Los cuentos que le relataba antes de dormir eran diferentes a los de sus hermanos: mientras que los de sus hermanos giraban en torno a héroes y dragones, los de ella siempre tenían que ver con un monstruo que intentaba llevarse a una princesa, siendo la salvación de la protagonista un escondite en el reino mágico bajo el suelo.

Pero desde hace un par de meses que Mónica pensaba que, de existir un reino mágico, éste tendría que estar por fuerza sobre el suelo, no bajo él. Bajo el suelo no había otra cosa más que aire viciado, las mismas sombras y tierra compactada; a las afueras del rancho era donde estaba un camino alargado que se extendía hasta el infinito.
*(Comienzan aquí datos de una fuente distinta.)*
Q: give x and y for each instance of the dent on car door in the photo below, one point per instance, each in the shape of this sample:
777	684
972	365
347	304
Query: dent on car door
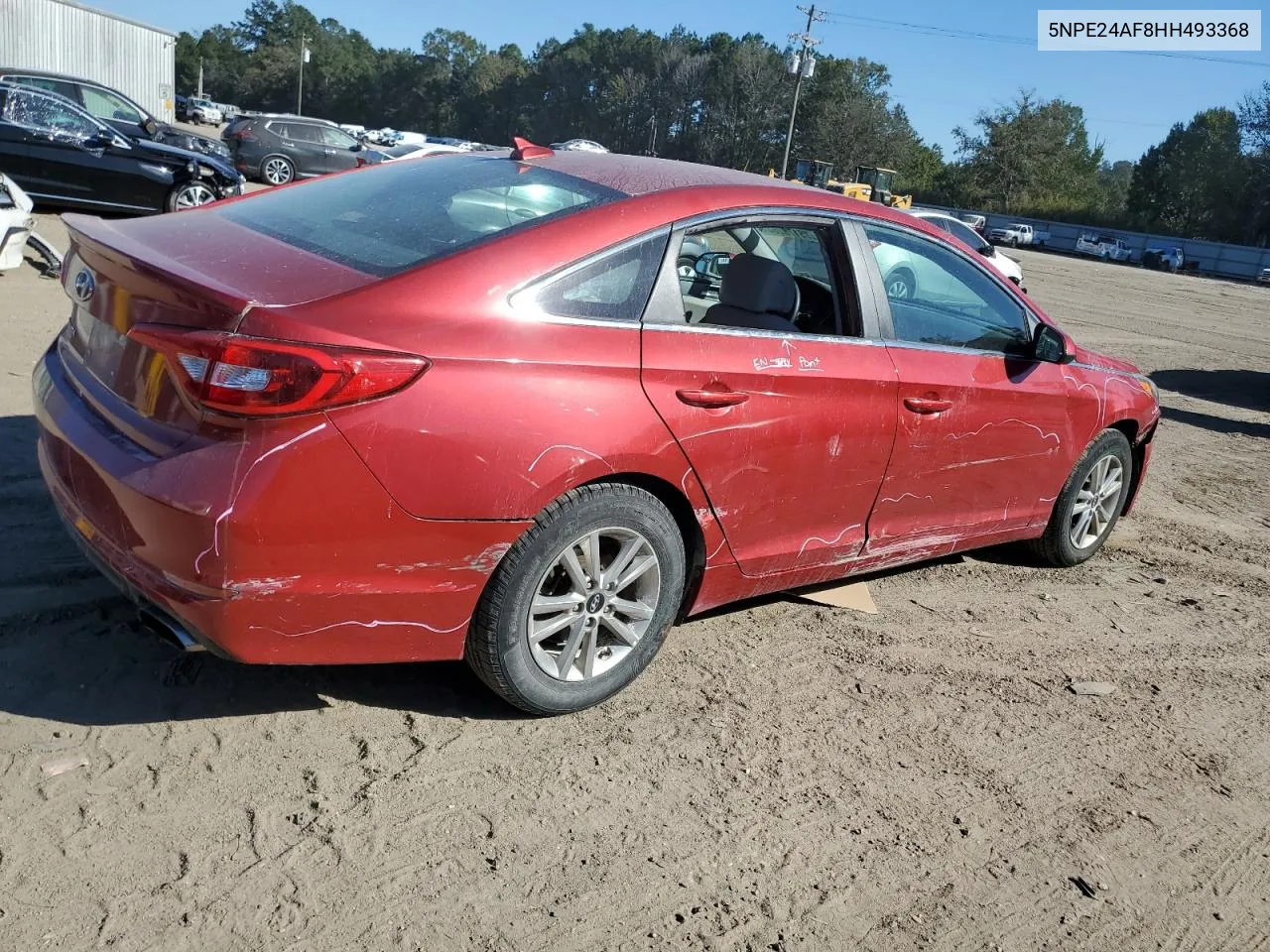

Era también ahí donde había encontrado, en sus múltiples aventuras apenas unos metros fuera de la entrada,  su objeto más preciado: aquella delgada piedra que se había encendido por unos minutos, y le había permitido ver unas imágenes que se movían, de una mujer caminando por calles repletas de automóviles, de otras personas, de edificio enormes que rozaban el cielo, y en el fondo el ruido apelmazado de voces y otras cosas que no alcanzó a reconocer. Luego, la pantalla se había apagado por completo, no así sus imágenes en la mente de Mónica.